The report, published in 1854 established key principles upon which a permanent civil service should be built: civil servants, recruited based on merit, and acting with impartiality.
Government is infinitely bigger and more complex now: the welfare state is immense; the Quangocracy’s tentacles reach into almost every aspect of our lives; the administrative burden of processing, checking, assessing and reviewing consumes thousands of people and millions of hours.
When Gladstone tasked Northcote and Trevelyan there were likely less than 20,000 civil servants. Today there are over 500,000. Yet despite this, the government machine still appears incapable of delivering consistently and at scale.
The latest report from the National Infrastructure and Service Transformation Authority (NISTA) records 213 projects, 78% of which are rated Amber or Red; backlogs plague the NHS, the justice system, the immigration system and SEND; our defence procurement is best known for its failure to replace Britain’s ageing armoured fighting vehicles, a process that began in 2010 and 16 years and £6 billion later still has delivered nothing useable.

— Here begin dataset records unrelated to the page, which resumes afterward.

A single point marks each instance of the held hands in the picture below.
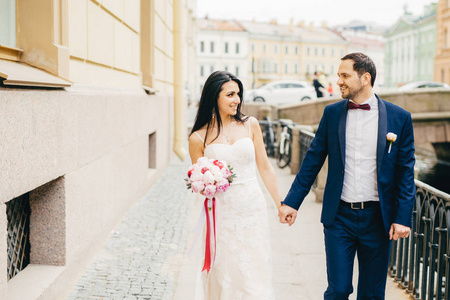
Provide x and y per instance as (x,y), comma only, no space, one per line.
(398,231)
(287,214)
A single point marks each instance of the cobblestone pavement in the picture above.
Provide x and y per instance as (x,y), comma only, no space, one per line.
(145,255)
(136,261)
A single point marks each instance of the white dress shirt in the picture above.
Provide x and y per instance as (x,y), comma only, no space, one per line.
(361,135)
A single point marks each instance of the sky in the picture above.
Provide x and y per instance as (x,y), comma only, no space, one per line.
(333,12)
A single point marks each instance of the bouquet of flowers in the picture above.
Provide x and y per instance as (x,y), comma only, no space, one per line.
(209,177)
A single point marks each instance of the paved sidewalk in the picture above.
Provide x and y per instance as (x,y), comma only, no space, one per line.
(144,258)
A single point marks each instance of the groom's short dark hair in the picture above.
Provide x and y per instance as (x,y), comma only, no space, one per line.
(362,64)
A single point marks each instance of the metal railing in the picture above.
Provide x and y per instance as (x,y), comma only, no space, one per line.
(18,214)
(421,262)
(268,129)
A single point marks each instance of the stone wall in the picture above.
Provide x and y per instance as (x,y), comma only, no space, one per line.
(85,157)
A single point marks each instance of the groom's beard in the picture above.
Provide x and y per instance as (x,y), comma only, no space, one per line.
(352,93)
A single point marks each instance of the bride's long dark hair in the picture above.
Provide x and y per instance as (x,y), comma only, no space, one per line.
(208,106)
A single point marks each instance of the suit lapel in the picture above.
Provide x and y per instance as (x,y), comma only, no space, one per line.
(382,130)
(341,130)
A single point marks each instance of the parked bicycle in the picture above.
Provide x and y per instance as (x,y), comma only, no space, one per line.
(267,128)
(284,145)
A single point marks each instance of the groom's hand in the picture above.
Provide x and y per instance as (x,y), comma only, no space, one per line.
(287,214)
(398,231)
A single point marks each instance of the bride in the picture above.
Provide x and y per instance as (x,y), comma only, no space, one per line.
(242,266)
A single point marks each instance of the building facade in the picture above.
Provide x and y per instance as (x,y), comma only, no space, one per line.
(267,51)
(442,59)
(410,48)
(371,44)
(292,51)
(221,45)
(92,108)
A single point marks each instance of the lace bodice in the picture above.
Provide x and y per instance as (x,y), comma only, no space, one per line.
(240,156)
(242,267)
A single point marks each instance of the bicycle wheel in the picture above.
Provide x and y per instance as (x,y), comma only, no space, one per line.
(284,159)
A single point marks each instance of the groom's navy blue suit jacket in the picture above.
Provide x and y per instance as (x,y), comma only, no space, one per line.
(395,170)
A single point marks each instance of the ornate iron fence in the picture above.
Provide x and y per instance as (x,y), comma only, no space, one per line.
(268,129)
(18,215)
(420,263)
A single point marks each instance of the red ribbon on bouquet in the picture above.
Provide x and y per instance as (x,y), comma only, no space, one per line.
(208,260)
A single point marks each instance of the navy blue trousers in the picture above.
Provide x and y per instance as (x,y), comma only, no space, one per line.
(359,232)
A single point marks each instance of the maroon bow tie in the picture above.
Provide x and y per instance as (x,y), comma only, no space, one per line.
(352,105)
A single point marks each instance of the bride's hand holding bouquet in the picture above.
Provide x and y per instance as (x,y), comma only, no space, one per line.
(209,177)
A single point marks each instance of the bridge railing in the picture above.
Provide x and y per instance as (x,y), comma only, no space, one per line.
(420,263)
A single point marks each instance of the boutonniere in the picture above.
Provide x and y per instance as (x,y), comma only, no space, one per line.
(391,137)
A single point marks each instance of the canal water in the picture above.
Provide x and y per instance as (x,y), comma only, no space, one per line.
(432,171)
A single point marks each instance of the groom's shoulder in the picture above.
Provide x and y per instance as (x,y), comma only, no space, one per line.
(337,106)
(392,108)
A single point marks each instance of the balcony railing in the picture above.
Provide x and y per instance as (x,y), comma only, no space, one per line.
(419,263)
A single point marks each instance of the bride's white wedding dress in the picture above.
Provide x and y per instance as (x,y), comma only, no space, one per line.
(242,266)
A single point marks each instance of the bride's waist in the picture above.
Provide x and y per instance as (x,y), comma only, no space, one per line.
(238,182)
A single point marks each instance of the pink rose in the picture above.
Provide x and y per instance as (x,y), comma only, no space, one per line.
(196,176)
(208,178)
(222,185)
(210,191)
(218,163)
(197,186)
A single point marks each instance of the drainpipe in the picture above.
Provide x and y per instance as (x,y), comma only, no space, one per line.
(179,101)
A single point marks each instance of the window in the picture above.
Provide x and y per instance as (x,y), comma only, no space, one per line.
(202,46)
(445,38)
(8,23)
(152,151)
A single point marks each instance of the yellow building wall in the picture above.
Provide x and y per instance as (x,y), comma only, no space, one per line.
(442,58)
(104,43)
(302,59)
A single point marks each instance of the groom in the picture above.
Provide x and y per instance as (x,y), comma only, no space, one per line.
(370,189)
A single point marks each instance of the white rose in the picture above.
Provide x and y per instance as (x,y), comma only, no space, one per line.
(391,137)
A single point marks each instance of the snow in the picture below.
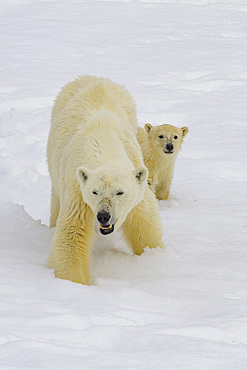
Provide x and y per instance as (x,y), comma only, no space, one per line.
(180,307)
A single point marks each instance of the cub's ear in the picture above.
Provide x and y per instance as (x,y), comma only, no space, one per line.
(82,174)
(141,174)
(185,131)
(148,127)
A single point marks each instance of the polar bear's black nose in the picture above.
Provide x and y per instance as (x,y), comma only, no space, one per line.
(103,217)
(169,147)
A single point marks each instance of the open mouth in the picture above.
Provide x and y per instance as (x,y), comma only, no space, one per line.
(107,229)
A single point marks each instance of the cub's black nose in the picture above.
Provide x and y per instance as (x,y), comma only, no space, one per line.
(103,217)
(169,147)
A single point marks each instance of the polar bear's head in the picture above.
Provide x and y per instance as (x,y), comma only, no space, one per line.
(112,193)
(166,138)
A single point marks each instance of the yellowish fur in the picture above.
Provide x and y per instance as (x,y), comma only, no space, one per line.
(92,149)
(157,158)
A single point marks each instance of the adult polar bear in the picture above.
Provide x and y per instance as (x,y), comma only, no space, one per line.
(97,172)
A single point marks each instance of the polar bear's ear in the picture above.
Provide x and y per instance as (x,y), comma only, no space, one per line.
(141,174)
(185,131)
(82,174)
(148,127)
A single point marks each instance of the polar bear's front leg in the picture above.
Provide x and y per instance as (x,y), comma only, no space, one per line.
(71,244)
(142,227)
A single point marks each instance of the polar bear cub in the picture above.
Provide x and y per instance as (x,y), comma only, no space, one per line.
(160,146)
(97,174)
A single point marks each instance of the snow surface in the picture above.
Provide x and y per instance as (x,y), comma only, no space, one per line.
(181,307)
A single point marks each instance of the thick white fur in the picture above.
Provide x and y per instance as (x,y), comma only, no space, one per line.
(95,161)
(153,141)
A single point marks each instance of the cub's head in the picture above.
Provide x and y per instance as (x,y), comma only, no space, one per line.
(111,193)
(166,138)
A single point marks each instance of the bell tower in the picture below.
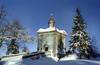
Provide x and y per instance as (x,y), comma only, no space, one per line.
(51,22)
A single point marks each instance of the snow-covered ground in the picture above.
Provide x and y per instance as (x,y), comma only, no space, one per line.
(68,60)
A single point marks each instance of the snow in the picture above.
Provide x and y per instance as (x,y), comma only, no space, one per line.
(68,60)
(51,29)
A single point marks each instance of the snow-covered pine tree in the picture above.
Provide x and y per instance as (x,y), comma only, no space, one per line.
(79,38)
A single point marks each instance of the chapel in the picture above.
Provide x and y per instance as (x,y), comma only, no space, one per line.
(51,40)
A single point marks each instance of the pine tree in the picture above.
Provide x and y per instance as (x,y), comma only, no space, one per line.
(80,38)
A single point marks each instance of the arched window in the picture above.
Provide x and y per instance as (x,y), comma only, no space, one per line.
(46,47)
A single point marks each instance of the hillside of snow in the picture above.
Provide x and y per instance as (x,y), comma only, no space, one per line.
(68,60)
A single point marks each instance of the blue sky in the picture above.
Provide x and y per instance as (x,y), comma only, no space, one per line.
(35,14)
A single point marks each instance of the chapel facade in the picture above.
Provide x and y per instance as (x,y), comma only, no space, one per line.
(51,40)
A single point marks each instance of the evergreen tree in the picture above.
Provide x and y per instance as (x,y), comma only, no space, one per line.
(80,38)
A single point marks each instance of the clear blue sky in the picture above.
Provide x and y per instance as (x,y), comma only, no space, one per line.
(35,14)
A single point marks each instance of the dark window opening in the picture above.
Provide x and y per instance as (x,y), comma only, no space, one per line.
(46,48)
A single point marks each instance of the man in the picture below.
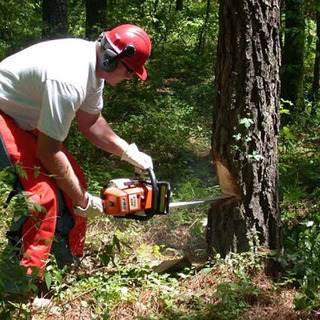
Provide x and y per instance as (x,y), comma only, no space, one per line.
(42,89)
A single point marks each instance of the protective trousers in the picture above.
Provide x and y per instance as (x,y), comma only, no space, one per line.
(50,211)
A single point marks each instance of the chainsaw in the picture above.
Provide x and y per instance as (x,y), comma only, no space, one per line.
(141,199)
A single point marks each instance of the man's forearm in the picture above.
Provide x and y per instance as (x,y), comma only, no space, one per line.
(99,133)
(60,168)
(57,164)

We could talk about housing, high streets, transport, school attendance, school achievement, youth unemployment, economic inactivity, defence readiness, pandemic readiness, social care, public sector technology. This is not a post about the condition of public services so I won’t, but you will recognise the picture I am painting. The public certainly do: the State now costs us over a trillion pounds, yet the public consistently report being deeply dissatisfied with what it delivers.
We might point, by way of explanation, to the long shadow of Covid-19 (though I would note that the pandemic was a good example of serious Whitehall inadequacy), to rising public demand and expectation, to the pressures created by the collapsing international rules-based order, an ageing population and advancing technologies. This is all fair, but while these may help explain the acuteness of the challenge, they are no excuse for repeated deficiencies.
Indeed, this context only further illustrates the need for the highest performing Civil Service, imbued with resilience, adaptability and creativity. A fit-for-purpose Civil Service is, by definition, one equipped for this era of crisis – our new normal.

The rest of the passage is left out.